2023-09-21
56 分钟One of the questions I get most often is, like, how do I start this homestead thing?
I'm not going to move to Wyoming like you did.
So what do I do?
And I always start with the food.
I especially love growing something.
It could be a tiny garden in your backyard.
It could be an herb garden on the window sill.
If you live in an apartment, you could put some stuff on your balcony if you have one.
Because just the mere act of growing something, of creating a deeper relationship with nature, of getting your hands in soil, it does something for us as humans.
It changes us.
And I feel like if I can just get people to take that first step, then I.
I know nature does the rest.
This collection of skills and just this way of moving through life is really important.
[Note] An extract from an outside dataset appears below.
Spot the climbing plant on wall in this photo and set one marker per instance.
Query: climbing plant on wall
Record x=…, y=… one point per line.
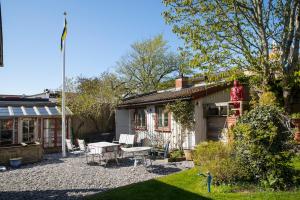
x=183, y=113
It carries a lot of the pieces that keep us human, that keep us content, that keep us mentally healthy.
We got to have a way to weave these pieces back into everyone's life, regardless of if they live on acreage or not.
So have you ever wondered about just kind of running away from a lot of the madness and the complexity and the pace and the grind and the hyper connectedness of, quote, modern life and finding a simpler, more ease filled option?
Or wonder what living a truly connected, grounded, meaningful life in this modern, high speed world really looks like?
Or how to buck convention and expectations and find true contentment outside of society's prescribed paths?
Well, my guest today, Jill Winger, did exactly that.
And her unplanned journey into the world of what she calls modern homesteading, it not only changed her life, it touched a nerve when she started sharing it and sparked a movement guiding thousands back to their roots.